Seeking greater opportunities, Edwards joined the Australian Regular Army on 30 November 1967, signing on for six years. He successfully completed recruit training in March 1968 and infantry training in June. Beresford was then posted to the Royal Australian Regiment reinforcement wing.

He next attended a battle efficiency course at Jungle Training Centre, Canungra, followed by a basic pioneer course at Ingleburn where he qualified as an assault pioneer in mid-August.

With his deployment to South Vietnam imminent, Edwards proposed to Paula, who accepted.

On 2 September Edwards, along with other reinforcements, flew out of Sydney bound for South Vietnam. He was initially posted to 1 Australian Reinforcement Unit before joining the 1st Battalion, the Royal Australian Regiment, as an assault pioneer at the end of the month.

He was immediately on operations as 1RAR deployed on Operation Windsor, a reconnaissance-in-force operation in the north-west of Phuoc Tuy Province. Edwards spent much of the ensuing months on operations.

After receiving news of Paula’s pregnancy in November, Edwards applied for and was granted emergency leave to return to Australia to marry his fiancée. He returned to Australia in December and married Paula. His time at home was only brief and he was soon back in South Vietnam.

When 1RAR returned to Australia in February 1969 Edwards was posted to Headquarters, 1st Australian Task Force.

On 11 May 1969 Edwards flew out of Saigon for rest and recreation leave in Australia. He arrived in Sydney and spent the next week with Paula. Edwards returned to South Vietnam on 21 May and was posted to the 9th Battalion, the Royal Australian Regiment.

When he arrived at the battalion, Edwards was assigned to 5 Section, 11 Platoon, D Company. The section was led by Corporal Bruno Adamczyk, an experienced soldier with previous service in Borneo.

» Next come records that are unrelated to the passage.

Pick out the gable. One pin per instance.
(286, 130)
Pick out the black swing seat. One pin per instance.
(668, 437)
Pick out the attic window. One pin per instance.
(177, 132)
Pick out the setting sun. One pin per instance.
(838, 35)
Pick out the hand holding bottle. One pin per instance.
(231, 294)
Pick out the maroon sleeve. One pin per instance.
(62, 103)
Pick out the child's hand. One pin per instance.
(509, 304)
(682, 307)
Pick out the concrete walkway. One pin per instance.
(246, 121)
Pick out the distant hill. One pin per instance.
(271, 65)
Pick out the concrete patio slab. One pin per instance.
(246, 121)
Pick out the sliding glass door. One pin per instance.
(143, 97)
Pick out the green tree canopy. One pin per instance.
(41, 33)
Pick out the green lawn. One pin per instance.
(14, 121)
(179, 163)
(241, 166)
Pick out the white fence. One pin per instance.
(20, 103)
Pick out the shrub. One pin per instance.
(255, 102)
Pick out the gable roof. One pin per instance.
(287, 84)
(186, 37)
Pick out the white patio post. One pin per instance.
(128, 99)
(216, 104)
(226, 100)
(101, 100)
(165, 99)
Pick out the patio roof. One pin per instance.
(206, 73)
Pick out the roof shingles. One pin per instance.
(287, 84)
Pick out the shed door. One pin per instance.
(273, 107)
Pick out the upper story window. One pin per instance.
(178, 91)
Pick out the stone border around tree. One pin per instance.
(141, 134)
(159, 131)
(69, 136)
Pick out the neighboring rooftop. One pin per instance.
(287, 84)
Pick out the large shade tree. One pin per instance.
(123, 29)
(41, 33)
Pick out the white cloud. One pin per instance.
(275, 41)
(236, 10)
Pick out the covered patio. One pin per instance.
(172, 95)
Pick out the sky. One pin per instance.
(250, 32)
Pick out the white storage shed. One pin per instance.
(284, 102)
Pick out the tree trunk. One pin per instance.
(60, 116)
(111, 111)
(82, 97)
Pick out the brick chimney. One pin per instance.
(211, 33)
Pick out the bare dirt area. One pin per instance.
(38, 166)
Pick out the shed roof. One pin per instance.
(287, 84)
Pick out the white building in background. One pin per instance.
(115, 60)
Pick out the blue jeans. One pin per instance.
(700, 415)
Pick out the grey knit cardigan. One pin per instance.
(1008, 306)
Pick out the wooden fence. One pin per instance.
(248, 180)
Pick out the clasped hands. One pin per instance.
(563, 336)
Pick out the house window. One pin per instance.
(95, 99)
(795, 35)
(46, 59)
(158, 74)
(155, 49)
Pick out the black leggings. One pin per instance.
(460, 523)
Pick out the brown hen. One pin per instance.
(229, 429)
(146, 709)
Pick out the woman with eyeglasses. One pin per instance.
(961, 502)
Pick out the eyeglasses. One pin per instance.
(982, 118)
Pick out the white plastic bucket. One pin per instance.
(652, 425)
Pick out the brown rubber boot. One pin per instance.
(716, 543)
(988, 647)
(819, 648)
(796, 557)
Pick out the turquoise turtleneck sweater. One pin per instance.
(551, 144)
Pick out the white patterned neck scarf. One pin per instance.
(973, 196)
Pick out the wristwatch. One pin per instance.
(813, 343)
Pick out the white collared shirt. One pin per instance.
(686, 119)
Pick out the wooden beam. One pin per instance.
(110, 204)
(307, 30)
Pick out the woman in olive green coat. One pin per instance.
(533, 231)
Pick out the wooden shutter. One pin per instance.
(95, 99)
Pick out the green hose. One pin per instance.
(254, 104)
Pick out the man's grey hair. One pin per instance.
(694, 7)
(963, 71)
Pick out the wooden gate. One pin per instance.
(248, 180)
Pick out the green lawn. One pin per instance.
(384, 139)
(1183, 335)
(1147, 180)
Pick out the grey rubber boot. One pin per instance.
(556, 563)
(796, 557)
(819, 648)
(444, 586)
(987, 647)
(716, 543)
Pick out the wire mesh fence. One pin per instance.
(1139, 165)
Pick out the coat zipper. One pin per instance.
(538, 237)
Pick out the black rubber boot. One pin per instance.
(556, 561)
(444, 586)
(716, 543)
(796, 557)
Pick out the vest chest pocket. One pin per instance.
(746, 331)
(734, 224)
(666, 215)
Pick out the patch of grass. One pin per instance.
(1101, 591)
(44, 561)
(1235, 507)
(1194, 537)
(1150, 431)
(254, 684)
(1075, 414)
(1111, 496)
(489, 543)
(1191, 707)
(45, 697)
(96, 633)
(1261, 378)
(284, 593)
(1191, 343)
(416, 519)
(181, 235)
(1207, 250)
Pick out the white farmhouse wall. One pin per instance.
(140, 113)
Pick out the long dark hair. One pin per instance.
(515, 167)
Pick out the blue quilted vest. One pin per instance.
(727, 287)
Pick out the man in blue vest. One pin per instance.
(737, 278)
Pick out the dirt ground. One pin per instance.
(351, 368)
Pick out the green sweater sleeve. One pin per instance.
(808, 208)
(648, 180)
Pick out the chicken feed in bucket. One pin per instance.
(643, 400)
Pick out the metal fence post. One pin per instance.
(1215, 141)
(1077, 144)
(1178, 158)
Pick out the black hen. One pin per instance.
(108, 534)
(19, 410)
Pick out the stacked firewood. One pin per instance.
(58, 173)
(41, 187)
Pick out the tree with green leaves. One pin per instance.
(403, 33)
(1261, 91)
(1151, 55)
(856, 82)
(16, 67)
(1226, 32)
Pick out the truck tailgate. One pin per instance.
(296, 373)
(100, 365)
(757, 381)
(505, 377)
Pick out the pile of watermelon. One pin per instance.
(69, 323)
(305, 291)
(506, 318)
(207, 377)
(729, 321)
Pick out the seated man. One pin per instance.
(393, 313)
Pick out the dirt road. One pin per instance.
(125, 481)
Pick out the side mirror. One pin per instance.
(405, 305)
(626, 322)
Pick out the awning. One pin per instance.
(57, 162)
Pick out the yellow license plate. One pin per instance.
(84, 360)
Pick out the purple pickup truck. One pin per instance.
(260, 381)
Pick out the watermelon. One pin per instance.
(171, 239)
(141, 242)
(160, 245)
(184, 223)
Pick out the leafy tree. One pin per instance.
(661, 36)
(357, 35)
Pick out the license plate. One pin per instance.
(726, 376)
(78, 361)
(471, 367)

On 29 June 9RAR was deployed by road and air on Operation Matthew, a reconnaissance-in-force operation. The operational area was east of the Courtenay Rubber Plantation. On 12 July, 11 Platoon, 9RAR was patrolling in the centre of its area of operations when near midday a bunker system was located.

Adamcyzk took Edwards and scouted forward to the first enemy bunker. When Adamcyzk threw a grenade into the bunker, the Viet Cong – who were lying in wait – opened fire from nearby positions with automatic rifles and an M-79 grenade launcher. Both Edwards and Adamcyzk were killed immediately.

The other members of 11 Platoon fought forward to the bunker system. During the contact, the platoon commander called in mortars, artillery and helicopter gunships to harass the Viet Cong, but when the Australians reached the bunkers, the enemy had gone. They were left with the sad task of recovering the bodies of their mates.

Edwards’s body was returned to Australi, and on the 25th of July was laid to rest with full military honours in St Marys Cemetery. He was 23 years old.

Edwards’ name is listed on the Roll of Honour on my left, along with more than 500 others from the Vietnam War.

This is but one of the many stories of service and sacrifice told here at the Australian War Memorial. We now remember Private Beresford Paul Edwards, who gave his life for us, for our freedoms, and in the hope of a better world.

The Memorial acknowledges the research compiled by Sandra (Merinda) Smith in conjunction with Edwards’s family in assisting to write this story.